Intensivbetten und Contact Tracing
Die Booster-Thematik ist nicht die einzige kritische Frage, die das Seco einbrachte. So wollte es vom Innendepartement wissen, wie gross der Spielraum ist, die Kapazitäten auf den Intensivstationen zu erhöhen.
«Welche Möglichkeiten hat der Bund, die Spitäler beim temporären Aufbau und Betrieb von zusätzlichen Kapazitäten zu unterstützen?», so das Seco. Damit lag es ganz auf Linie der SVP, die Gesundheitsminister Alain Berset (49) auch heute noch dafür kritisiert, dass er den Aufbau weiterer Bettenkapazitäten verpasst habe.
Nur, dass dafür die Kantone zuständig sind – und bei diesen sind nicht die Betten das Problem, sondern das fehlende Fachpersonal. Das machte Berset Anfang September in den Ausführungen zuhanden seiner Bundesrats-Gspänli deutlich: Es werde nicht mehr möglich sein, nicht-zertifizierte Betten in Betrieb zu nehmen. «Grund hierfür dürfte ein akuter Personalmangel sein», so Berset. Nicht einmal die verfügbaren zertifizierten IPS-Betten könnten alle betrieben werden. «Damit sind einige Kantone der Aufforderung des Bundesrates, die Spitalkapazitäten auf eine erneute Welle auszurichten, nicht nachgekommen», machte Berset seinem Ärger Luft. Deshalb werde die Überlastungsgrenze früher erreicht als bisher angenommen.

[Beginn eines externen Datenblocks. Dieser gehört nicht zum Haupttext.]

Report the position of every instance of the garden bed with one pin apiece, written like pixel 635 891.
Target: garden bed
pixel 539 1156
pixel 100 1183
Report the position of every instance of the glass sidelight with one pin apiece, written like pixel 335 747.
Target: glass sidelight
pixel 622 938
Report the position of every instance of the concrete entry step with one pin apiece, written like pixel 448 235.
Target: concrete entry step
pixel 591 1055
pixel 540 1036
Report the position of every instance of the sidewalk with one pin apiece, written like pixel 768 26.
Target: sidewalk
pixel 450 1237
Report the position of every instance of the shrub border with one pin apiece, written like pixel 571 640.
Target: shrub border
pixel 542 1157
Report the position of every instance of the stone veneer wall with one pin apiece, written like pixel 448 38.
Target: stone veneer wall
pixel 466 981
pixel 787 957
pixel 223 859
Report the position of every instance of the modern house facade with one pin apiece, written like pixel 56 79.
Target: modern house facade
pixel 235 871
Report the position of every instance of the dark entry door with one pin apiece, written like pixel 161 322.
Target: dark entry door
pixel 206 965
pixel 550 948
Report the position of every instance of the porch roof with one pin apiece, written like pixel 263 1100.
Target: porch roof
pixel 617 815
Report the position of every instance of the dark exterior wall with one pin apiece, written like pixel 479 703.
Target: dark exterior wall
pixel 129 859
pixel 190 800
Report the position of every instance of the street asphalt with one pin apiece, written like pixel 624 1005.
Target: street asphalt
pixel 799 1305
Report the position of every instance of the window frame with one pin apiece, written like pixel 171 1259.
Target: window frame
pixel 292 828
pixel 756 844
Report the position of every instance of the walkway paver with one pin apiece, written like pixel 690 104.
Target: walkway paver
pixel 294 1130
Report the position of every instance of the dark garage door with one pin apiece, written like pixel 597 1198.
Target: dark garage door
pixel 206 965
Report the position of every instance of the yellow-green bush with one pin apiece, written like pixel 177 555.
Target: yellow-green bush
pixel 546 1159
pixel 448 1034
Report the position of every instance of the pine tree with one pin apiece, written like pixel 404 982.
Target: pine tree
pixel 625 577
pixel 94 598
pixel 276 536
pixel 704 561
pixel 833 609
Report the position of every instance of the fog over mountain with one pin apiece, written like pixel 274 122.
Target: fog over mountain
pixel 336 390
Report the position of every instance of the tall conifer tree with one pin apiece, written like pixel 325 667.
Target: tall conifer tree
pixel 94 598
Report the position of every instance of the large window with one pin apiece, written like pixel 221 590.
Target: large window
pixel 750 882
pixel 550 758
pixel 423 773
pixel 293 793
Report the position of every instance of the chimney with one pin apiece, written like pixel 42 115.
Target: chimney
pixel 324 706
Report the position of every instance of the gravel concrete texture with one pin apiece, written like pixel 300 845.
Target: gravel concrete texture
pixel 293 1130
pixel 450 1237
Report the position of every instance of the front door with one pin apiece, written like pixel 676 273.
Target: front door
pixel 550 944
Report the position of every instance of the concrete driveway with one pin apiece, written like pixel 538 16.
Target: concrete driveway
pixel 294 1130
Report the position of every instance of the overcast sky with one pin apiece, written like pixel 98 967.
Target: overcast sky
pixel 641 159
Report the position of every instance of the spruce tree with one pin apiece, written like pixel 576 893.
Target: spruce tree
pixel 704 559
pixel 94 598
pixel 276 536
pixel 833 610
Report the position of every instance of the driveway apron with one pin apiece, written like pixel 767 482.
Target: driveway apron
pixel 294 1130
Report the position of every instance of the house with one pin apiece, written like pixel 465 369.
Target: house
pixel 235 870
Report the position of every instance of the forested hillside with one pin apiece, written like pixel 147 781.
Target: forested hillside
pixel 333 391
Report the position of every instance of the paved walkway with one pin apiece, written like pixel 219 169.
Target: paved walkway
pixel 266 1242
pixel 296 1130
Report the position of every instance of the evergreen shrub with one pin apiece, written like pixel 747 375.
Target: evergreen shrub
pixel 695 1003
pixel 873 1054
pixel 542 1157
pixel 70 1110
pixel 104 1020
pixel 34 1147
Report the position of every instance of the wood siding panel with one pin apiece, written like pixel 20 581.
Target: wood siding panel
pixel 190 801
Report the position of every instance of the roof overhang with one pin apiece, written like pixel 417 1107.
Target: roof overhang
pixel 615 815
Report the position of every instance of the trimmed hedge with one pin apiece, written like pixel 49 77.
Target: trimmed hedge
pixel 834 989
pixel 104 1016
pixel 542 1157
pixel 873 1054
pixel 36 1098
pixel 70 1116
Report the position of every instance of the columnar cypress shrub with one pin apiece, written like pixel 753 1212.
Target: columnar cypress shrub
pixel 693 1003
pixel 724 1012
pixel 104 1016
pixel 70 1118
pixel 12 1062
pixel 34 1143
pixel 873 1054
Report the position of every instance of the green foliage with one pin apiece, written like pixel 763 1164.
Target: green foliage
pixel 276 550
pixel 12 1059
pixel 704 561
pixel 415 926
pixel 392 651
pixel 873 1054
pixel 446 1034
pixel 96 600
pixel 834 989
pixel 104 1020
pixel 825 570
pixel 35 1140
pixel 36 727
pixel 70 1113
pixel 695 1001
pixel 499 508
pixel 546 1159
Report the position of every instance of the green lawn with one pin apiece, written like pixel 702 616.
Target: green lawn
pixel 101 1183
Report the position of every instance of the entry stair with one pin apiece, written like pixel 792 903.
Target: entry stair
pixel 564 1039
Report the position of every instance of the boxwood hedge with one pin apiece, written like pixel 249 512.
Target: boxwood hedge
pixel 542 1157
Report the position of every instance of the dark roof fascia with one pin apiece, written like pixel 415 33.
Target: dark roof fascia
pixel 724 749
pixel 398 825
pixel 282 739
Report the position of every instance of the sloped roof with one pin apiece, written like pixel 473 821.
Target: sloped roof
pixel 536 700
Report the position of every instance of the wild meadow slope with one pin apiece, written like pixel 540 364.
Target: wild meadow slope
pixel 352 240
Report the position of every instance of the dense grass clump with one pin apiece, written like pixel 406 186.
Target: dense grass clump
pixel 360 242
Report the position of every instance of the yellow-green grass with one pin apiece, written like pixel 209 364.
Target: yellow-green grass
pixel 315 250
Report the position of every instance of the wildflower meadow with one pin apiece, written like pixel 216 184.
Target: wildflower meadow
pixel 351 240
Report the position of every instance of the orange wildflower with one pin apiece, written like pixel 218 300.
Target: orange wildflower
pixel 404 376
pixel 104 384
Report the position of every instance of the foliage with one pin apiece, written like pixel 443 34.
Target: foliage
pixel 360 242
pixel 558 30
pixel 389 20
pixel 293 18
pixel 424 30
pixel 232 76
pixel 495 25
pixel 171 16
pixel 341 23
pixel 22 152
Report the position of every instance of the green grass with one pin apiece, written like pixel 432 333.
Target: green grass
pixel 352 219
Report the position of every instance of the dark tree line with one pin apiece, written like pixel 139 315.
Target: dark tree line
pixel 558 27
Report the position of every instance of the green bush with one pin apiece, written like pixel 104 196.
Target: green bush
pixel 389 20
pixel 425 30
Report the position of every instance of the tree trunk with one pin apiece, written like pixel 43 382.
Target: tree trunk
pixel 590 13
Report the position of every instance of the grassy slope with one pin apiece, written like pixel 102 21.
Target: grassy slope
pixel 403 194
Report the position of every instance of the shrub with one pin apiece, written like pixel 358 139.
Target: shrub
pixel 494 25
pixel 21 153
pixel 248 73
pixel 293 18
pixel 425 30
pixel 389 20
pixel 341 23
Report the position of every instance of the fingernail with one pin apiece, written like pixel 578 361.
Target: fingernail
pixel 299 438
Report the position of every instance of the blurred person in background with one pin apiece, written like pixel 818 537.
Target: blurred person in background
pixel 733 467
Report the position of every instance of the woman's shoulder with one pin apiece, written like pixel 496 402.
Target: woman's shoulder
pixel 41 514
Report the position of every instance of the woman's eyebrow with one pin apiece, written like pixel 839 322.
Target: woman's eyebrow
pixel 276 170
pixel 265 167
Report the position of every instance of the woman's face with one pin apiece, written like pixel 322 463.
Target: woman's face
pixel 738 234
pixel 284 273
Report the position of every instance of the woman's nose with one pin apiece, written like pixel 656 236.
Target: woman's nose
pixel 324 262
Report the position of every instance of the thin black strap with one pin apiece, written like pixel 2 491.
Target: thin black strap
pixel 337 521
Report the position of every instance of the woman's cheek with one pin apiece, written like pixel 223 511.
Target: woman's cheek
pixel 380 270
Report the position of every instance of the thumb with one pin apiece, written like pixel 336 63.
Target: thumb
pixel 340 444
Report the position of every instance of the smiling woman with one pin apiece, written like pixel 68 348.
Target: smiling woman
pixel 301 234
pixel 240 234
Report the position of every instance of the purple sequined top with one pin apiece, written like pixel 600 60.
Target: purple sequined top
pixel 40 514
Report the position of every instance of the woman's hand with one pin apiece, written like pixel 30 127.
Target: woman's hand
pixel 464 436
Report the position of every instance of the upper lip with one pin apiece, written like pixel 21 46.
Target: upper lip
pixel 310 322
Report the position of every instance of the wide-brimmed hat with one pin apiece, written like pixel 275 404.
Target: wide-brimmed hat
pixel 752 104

Zu jenem Zeitpunkt hatten verschiedenen Spitäler bereits wieder damit begonnen, nicht dringende Eingriffe zu verschieben, um möglichst genügend Reservekapazitäten für Covid-Intensivpatienten zurückzustellen. Eine ähnliche Situation wie in der aktuellen Welle. Wobei der Bund mittlerweile in verschiedenen Kantonen mit Armee-Einsätzen aushilft.
Abgebautes Contact Tracing
Und noch eine weitere Frage stellte das Seco: Jene nach dem Contact Tracing. Die Wirtschaftsfachleute monierten, dass die kantonalen Ressourcen teilweise abgebaut worden seien. Und sie wollten von Berset wissen, wie das kantonale Contact Tracing nochmals «rasch und stark intensiviert» werde.
Damit dürften sie beim SP-Magistraten auf Verständnis gestossen sein, drängte der Gesundheitsminister die Kantone doch mehrfach, für genügend Contact-Tracing-Stellen zu sorgen.
«Tiefe volkswirtschaftliche Kosten»
Zur eigentlichen Kernfrage in der damaligen Debatte, der Ausweitung der 3G-Zertifikatspflicht auf öffentlich zugängliche Innenräume wie Beizen, Kinos oder Fitnesscentren, äusserte sich das Seco hingegen nicht. Diesbezüglich überliess es das Feld dem Wirtschaftsdepartement.
Interessant ist denn auch, unter welchen Gesichtspunkt das Seco seine Überlegungen stellte. Ihm ging es in seiner Stellungnahme in erster Linie nämlich darum, «welche weiteren Massnahmen mit tiefen volkswirtschaftlichen Kosten ins Auge gefasst werden können».